Ligação de escora na ligação viga-pilar num pórtico contraventado – Escora de Cantoneira Dupla (AISC)
Este exemplo de verificação foi preparado por Mahamid Mustafa num projeto conjunto de The University of Illinois in Chicago e IDEA StatiCa.
Descrição
O objetivo deste exemplo é a verificação do método dos elementos finitos baseado em componentes (CBFEM) de uma ligação de escora numa ligação viga-pilar num pórtico contraventado com o procedimento de cálculo AISC. O estudo é preparado para a dimensão da escora, viga, pilar, cantoneiras de ligação, geometria, espessura da chapa, parafusos e soldaduras.

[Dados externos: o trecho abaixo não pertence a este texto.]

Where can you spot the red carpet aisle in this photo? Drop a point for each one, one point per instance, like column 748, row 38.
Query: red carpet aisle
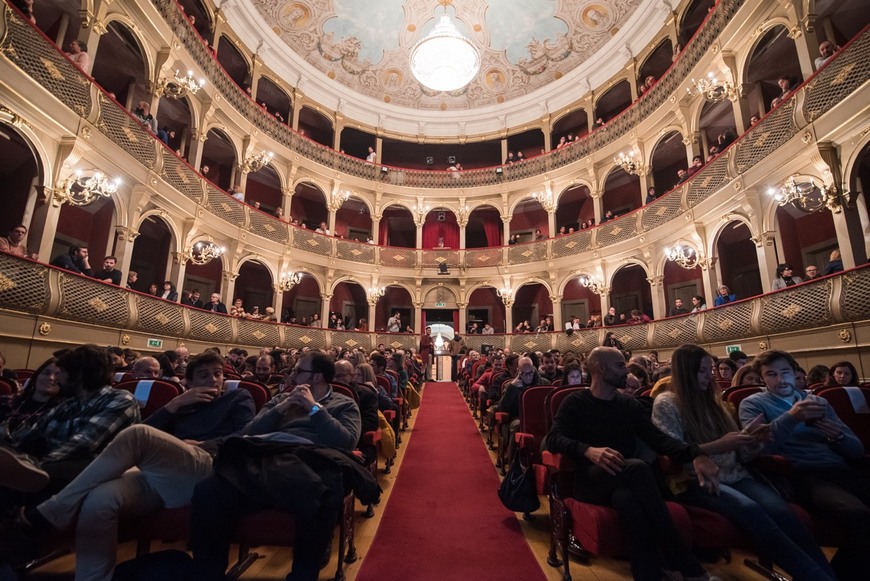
column 444, row 520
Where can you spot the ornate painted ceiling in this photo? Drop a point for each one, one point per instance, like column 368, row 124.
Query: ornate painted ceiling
column 524, row 44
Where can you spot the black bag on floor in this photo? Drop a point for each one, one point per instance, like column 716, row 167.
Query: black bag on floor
column 518, row 491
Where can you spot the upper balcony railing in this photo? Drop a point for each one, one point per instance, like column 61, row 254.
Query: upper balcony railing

Neste estudo, são examinados dez componentes: escora, aba e alma da viga, aba e alma do pilar, cantoneiras de ligação, chapa de ligação, chapas de emenda entre a escora e a chapa de ligação, cantoneiras de ligação ao pilar, cantoneiras de ligação à viga, parafusos e soldaduras. Todos os componentes são dimensionados de acordo com as especificações AISC-360-16. A ligação apresentada é retirada do AISC Design Guide 29.
Verificação da resistência
O exemplo utilizado emprega as secções e dimensões apresentadas na Figura 1, sendo as seguintes. Escora 2L8×6×l LLBB (ASTM A36), viga W21×83 (ASTM A992), pilar W14×90 (ASTM A992), chapa de ligação com 1" de espessura (ASTM A36), placa de extremidade com ¾" de espessura ligando a chapa de ligação à aba do pilar (ASTM A572 Gr. 50), parafusos ASTM A490-X de 7/8" e soldadura ASTM E70XX.
Figura 1. Ligação de escora na ligação viga-pilar num pórtico contraventado – Geometria e Dimensionamento Completo
Os resultados da solução analítica são representados pela tabela de comparação para os diferentes estados limite apresentada abaixo. Os estados limite que devem ser considerados para esta ligação são os seguintes e a comparação das capacidades dos diferentes estados limite é apresentada na Tabela 1.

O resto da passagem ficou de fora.